To serve as habitat, the shrubs apparently must have stems 2.5 cm (1 in) or greater in diameter at ground level. Use of the plants by the animal is rarely apparent. Frequently, the only exterior evidence of the shrub's use by the beetle is an exit hole created by the larva just before the pupal stage. Field work along the Cosumnes River and in the Folsom Lake area suggests that larval galleries can be found in elderberry stems with no evidence of exit holes. The larvae either succumb before constructing an exit hole or are not far enough along in the developmental process to construct one.

Males of the valley elderberry longhorn beetle are attracted to (R)-desmolactone, a chemical compound which functions as a sex pheromone or sex attractant for multiple species and subspecies in the cerambycid genus Desmocerus. The compound may be used as a lure for efficient monitoring of the valley elderberry longhorn beetle.

==Critical habitat==
1. Sacramento Zone — An area in the city of Sacramento enclosed on the north by the Route 160 Freeway, on the west and southwest by the Western Pacific railroad tracks, and on the east by Commerce Circle and its extension southward to the railroad tracks
2. American River Parkway Zone — An area of the American River Parkway on the south bank of the American River, bounded on the north by latitude 38 37'30" N, and on the South and east by Ambassador Drive and its extension north to latitude 38 37'30" N, River Bend Park, and that portion of the American River Parkway northeast of River Bend Park, west of the Jedediah Smith Memorial Bicycle Trail, and north to a line extended eastward from Palm Drive
3. O'Connor Lakes Riparian restoration zone sponsored by California's Department of Fish and Game and the wildlife conservation board Location: Sutter and Yuba Counties - 10 miles south of Marysville and Yuba City on the Feather River. Access: Access gained from Star Bend fishing access on Feather River Blvd

==Special considerations==
Extensive destruction of California's Central Valley riparian forests has occurred during the last 150 years due to agricultural and urban development. According to some estimates, riparian forest in the Central Valley has declined by as much as 89% during that time. The valley elderberry longhorn beetle, though wide-ranging, is in long-term decline due to human activities that have resulted in widespread alteration and fragmentation of riparian habitats, and to a lesser extent, upland habitats, which support the beetle.

The primary threats to survival of the beetle include:
- loss and alteration of habitat by agricultural conversion
- inappropriate grazing
- levee construction, stream and river channelization, removal of riparian vegetation and rip-rapping of shoreline
- predators such as lizards, birds, and nonnative insects like the European earwig and Argentine ant, in which these species feed on the beetle throughout various stages of its life cycle
- recreational, industrial and urban development

Insecticide and herbicide use in agricultural areas and along road rights-of-way may be factors limiting the beetle's distribution.

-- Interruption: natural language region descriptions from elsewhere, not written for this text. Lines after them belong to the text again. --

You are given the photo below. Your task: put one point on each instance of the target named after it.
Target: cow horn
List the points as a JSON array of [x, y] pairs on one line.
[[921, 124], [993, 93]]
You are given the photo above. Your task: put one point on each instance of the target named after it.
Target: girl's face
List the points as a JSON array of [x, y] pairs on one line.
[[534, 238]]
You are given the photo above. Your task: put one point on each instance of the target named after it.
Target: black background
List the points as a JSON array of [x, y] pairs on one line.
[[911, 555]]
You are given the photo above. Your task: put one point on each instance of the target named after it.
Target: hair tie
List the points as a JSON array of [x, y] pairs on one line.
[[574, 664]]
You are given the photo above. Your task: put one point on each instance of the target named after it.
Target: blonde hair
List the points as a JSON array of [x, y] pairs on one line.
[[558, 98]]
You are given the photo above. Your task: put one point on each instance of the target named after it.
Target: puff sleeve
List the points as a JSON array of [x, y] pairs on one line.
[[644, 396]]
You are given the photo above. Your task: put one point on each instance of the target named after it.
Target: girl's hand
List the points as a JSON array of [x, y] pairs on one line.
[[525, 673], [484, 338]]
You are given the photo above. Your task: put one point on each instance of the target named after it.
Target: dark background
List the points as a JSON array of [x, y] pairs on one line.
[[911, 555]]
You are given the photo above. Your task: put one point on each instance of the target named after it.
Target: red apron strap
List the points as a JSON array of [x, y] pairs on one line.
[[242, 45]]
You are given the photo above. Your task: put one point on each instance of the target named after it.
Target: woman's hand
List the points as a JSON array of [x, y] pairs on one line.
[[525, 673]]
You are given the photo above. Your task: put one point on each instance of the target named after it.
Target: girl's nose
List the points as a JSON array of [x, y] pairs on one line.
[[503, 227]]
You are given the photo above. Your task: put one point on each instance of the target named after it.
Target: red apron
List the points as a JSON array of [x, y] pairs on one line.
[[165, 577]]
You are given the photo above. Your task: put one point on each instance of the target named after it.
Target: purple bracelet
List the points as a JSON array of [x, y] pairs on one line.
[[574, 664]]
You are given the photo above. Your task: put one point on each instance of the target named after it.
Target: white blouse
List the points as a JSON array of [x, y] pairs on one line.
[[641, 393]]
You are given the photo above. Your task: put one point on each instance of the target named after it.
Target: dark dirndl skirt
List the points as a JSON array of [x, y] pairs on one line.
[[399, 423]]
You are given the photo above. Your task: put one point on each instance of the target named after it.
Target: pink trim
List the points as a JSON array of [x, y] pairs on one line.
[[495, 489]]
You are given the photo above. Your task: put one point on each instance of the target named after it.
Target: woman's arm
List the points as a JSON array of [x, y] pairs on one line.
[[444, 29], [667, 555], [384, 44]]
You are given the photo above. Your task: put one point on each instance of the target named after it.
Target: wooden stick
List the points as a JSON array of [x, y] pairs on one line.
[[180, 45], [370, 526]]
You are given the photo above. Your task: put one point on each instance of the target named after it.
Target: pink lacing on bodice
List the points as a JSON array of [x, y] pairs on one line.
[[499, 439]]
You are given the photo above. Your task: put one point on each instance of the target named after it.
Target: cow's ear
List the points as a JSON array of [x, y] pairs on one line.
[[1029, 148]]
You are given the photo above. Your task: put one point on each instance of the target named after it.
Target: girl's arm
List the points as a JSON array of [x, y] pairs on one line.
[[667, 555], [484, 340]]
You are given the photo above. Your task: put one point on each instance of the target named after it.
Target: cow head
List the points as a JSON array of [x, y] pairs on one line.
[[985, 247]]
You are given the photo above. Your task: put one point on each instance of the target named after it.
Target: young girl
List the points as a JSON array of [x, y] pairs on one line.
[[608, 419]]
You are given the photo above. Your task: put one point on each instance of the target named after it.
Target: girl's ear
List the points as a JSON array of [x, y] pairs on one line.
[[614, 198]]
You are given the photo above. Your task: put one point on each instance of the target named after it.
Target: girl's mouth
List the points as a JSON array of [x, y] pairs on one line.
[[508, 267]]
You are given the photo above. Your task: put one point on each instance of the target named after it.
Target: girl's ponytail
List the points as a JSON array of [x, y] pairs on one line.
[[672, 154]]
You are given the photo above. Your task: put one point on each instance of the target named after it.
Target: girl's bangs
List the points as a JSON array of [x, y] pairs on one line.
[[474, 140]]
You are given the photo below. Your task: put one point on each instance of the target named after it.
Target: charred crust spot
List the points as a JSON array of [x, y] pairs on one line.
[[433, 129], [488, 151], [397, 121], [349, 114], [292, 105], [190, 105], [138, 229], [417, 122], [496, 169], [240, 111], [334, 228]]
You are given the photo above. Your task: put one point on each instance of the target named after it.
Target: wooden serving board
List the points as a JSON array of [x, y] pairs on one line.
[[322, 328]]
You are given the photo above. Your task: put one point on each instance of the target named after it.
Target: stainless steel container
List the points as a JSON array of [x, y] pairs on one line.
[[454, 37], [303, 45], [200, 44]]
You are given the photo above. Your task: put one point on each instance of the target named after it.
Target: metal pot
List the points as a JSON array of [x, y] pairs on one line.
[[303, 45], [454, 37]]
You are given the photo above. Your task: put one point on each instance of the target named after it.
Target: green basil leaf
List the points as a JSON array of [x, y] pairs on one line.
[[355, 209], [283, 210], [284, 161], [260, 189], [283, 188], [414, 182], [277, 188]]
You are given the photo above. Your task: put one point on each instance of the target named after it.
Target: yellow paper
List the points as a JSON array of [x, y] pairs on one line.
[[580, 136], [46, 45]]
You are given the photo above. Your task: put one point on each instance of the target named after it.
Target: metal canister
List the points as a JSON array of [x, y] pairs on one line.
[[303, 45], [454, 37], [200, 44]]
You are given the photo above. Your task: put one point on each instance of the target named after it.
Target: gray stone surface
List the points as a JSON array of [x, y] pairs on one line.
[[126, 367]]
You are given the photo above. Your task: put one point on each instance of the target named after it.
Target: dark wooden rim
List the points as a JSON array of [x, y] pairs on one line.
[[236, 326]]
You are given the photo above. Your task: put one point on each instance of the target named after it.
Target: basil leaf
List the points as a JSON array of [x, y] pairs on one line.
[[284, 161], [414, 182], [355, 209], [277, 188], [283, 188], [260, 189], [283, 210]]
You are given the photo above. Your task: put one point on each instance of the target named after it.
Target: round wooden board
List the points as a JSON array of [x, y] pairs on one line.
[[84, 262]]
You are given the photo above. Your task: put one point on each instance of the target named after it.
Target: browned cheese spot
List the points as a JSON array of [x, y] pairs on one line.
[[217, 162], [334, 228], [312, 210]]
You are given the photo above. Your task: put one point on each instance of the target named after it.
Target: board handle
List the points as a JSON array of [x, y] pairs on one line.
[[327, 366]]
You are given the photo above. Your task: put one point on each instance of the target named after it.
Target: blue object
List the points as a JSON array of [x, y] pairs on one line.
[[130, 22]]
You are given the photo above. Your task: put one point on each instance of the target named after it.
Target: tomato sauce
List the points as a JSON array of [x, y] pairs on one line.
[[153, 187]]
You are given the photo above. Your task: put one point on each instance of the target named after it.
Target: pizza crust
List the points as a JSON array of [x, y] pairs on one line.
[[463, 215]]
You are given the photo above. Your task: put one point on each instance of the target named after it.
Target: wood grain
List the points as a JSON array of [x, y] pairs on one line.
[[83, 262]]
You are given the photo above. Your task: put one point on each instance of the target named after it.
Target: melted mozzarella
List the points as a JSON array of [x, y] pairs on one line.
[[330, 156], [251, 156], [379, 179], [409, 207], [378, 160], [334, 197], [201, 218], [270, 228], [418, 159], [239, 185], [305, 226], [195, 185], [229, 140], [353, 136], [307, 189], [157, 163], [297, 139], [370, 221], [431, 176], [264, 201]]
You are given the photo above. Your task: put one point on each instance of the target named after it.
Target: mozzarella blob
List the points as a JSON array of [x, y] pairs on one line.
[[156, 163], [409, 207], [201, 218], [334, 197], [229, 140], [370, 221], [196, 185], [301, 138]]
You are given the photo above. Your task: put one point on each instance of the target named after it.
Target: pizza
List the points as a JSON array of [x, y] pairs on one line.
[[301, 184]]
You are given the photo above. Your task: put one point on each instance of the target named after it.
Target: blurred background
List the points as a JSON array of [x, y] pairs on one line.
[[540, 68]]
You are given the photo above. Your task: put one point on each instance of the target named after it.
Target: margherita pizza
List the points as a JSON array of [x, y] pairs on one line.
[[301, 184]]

The age and quality of individual elderberry shrubs/trees and stands as a food plant for beetle may also be a factor in its limited distribution.

== Management and conservation ==
Westervelt Ecological Services and the U.S. Fish and Wildlife Services would approve two conservation banks for the Valley Elderberry Longhorn Beetle on June 19, 2025. These would be located in Colusa County. Two additional previously approved conservation banks projects were located along the Sacramento River, being the Sacramento Valley Elderberry Longhorn Beetle in March, 2025 and Harmony Conservation Bank in May 2025. Restoration has consisted of planting shrubs along with other native plants that host the Valley Elderberry Longhorn Beetle. In 2017 the U.S Fish and Wildlife Services would put in place regulations for elderberry shrubs with stems larger than 1 inch in diameter not being able to be removed, and trimming of any of stems smaller than 1 inch in diameter having to be during November and February. These regulations apply only to the Central Valley range where the Valley Elderberry Longhorn Beetle.